19 Aralık 2000 tarihinde, faşist devlet 20 zindana eş zamanlı operasyon düzenledi. Bu operasyonu "Hayata Dönüş Operasyonu” olarak adlandırdı. Düzenledikleri bu katliam 4 gün sürdü ve 28 devrimci tutsak yaşamını yitirdi. Hayata dönüş katliamının tek bir amacı vardı: “Ömrünü devrim davasına adayan devrimcileri yok etmek.”
Faşist devlet, devrimci mücadelenin gelişmesinin önünde engel olmak için böyle bir katliama başvurdu. Devrimcilerin. Tutsaklık sürecinde de devam ettirdikleri devrimci mücadeleleri ve dışarı ile karşılıklı ilişkisi bu korkunun en büyük nedenlerindendi. Nerede bir devrim mücadelesi yükselirse faşizm, ilk olarak zindanlara yönelirdi. Çünkü zindanlar; önderler, yetişmiş kadrolar ve hayatını yalnızca devrime adamış insanlar ile doluydu. Ayrıca dönemin cumhurbaşkanı Ecevit’in, "İçerdekilerden başlamazsanız dışarıyı bitiremezsiniz" sözünden de bunu anlayabiliriz.
Tutsak devrimciler devletin böyle bir katliam düzenleyeceğini öngörüyorlardı. Çünkü yakın süreçte birkaç yerde katliam olmuş ve 10 kişi katledilmişti. Bu katliama yönelik nasıl bir yol, politika izlenilmeli diye tartışmalar yürütülüyordu. Birçok devrimci tutsak ölüm orucunun etkili olabileceğini dile getirse de Leninistler fiili eylemlerin, doğrudan düşmana yönelik etkin eylemlerin daha başarılı olacağını savunmuşlardır.
Ve 19 Aralık sabahı gelmişti. Faşizm, ellerindeki tüm silahlar ve bombalar ile zindanları adeta kurşun yağmuruna tutuyor ve gaz bombalarıyla savaşçıları yok etmek istiyordu. Bugüne kadar kullanılmayan kimyasallar, bombalar il defa o süreçte devrimcilerin üzerinde kullanılmıştı. Devlet, “Direnirseniz, devrim mücadelesine önderlik etmeye devam ederseniz sizleri katlederiz” söylemleriyle devrimcileri yıldırmaya çalışsa da nafile! Devrim savaşçıları, tüm saldırılara korkusuzca karşılık veriyor; türküler, şiirler ve halaylar eşliğinde ölüme karşı bedenlerini siper ediyorlardı.

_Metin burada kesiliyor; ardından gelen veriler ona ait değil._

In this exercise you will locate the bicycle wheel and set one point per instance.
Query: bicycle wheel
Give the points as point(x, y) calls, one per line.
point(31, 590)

Birçok devrimci katledilirken, faşistlerin attığı bombalar sonucu vücutlarının çeşitli parçalarını kaybeden yoldaşlar vardı ve birçok arkadaş ise fedai eylem gerçekleştirmişti. Faşistlerin teslim olun çağrısına direnişçiler "Teslim Olmuyoruz" diyerek korkusuzca karşılık veriyordu. Devrim mücadelesinde ölümsüzleşen Murat Ördekçi yoldaş; "Asıl siz teslim olun, devrimcilere teslim olun." sözüyle hafızalarda yerini aldı .Faşizm bu direniş ve korkusuzluğun karşısında bir kez daha yenik düştü.

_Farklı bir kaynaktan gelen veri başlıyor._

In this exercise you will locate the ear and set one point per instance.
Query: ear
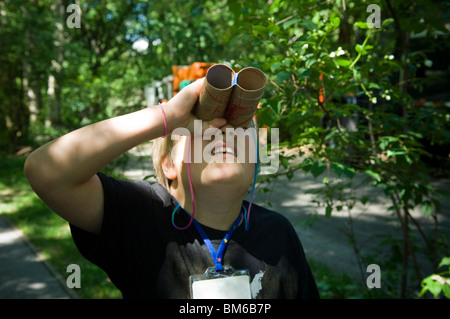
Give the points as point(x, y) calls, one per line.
point(169, 168)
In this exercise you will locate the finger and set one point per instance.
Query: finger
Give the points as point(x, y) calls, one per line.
point(218, 122)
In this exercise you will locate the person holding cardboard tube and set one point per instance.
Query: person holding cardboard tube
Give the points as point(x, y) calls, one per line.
point(139, 233)
point(234, 96)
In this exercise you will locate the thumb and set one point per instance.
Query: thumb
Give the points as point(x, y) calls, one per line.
point(188, 96)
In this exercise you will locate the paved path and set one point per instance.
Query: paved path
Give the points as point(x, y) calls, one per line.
point(23, 272)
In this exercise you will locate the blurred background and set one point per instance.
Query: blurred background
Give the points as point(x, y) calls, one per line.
point(358, 89)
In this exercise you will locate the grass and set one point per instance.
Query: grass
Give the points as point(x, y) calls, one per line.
point(50, 235)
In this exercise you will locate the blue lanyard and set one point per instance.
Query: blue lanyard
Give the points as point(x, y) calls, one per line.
point(217, 256)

Bugün faşist devlet hala devrimcilere, yurtseverlere yönelik baskılara, insanlık dışı koşulları dayatmaya, zor politikalarına içerde ve dışarda devam ediyor. Sisteme karşı duran, bu sistemin yanlış olduğunu kavrayan gençleri içeriye tıkmaya çalışan devlet; gençleri bu şekilde durduracağını sanmakta. Fakat gençler mücadelesini sonuna kadar ve en cüretkar şekilde devam ettireceğini dile getiriyor her seferinde. Birçok cezaevinde genç tutsakların hakları gasp ediliyor, yayın yasağı uygulanıyor, çıplak arama dayatılıyor, gelen mektuplara el konuluyor, hasta tutsakların tedavi hakkı engelleniyor. Ama buna rağmen tutsak gençler bu tür saldırıların mücadelelerini engelleyemeyeceğini, onları mücadeleden alıkoyamayacağını dile getiriyor.

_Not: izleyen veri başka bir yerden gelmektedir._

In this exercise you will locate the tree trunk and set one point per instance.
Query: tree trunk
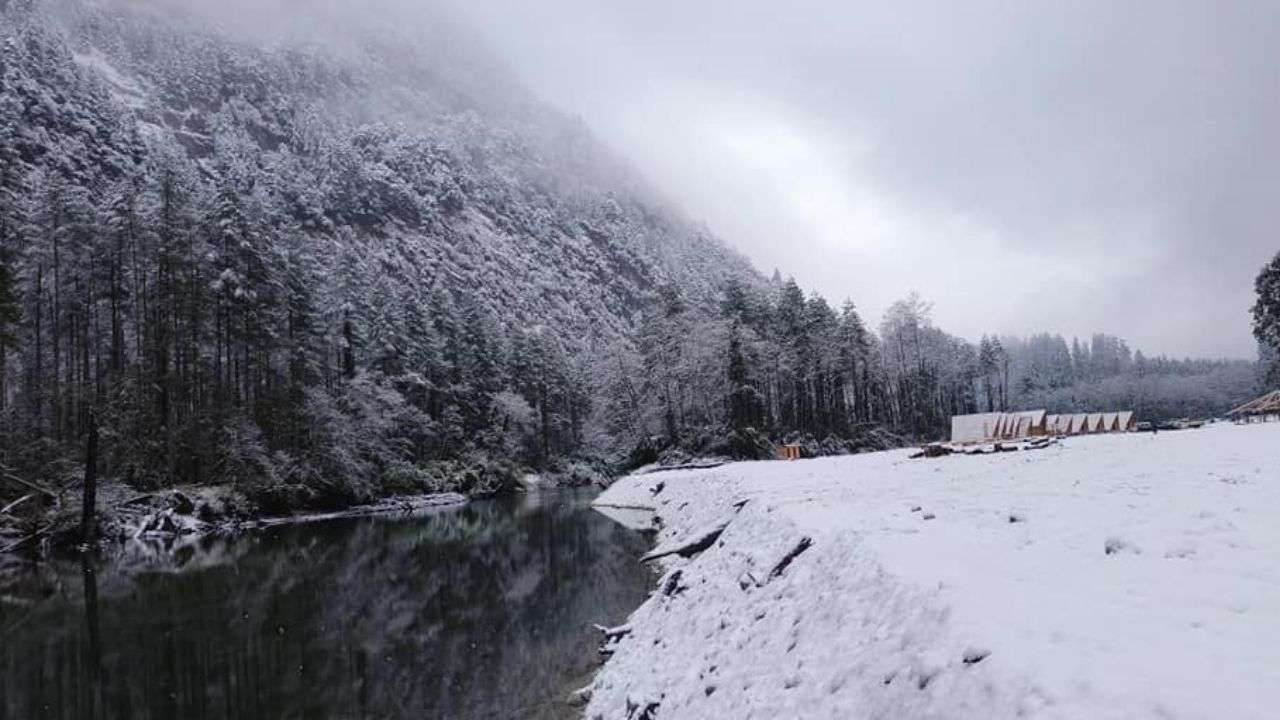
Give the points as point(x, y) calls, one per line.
point(88, 501)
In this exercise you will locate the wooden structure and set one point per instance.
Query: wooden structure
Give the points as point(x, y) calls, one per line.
point(995, 427)
point(789, 451)
point(1265, 408)
point(988, 427)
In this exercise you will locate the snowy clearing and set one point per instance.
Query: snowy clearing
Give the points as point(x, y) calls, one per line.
point(1129, 575)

Ülkede bugün yaklaşık 37.000 siyasi tutsak var. Önemli bir kesimi birçok genç tutsaktan oluşuyor. Gün, tüm devrimci tutsakları özgürleştirmek için omuz omuza verip mücadele etmek günüdür. Çünkü ancak birlikte olursak, birlikte mücadele edersek kazanırız.
Zindanlar Yıkılsın Tutsaklara Özgürlük!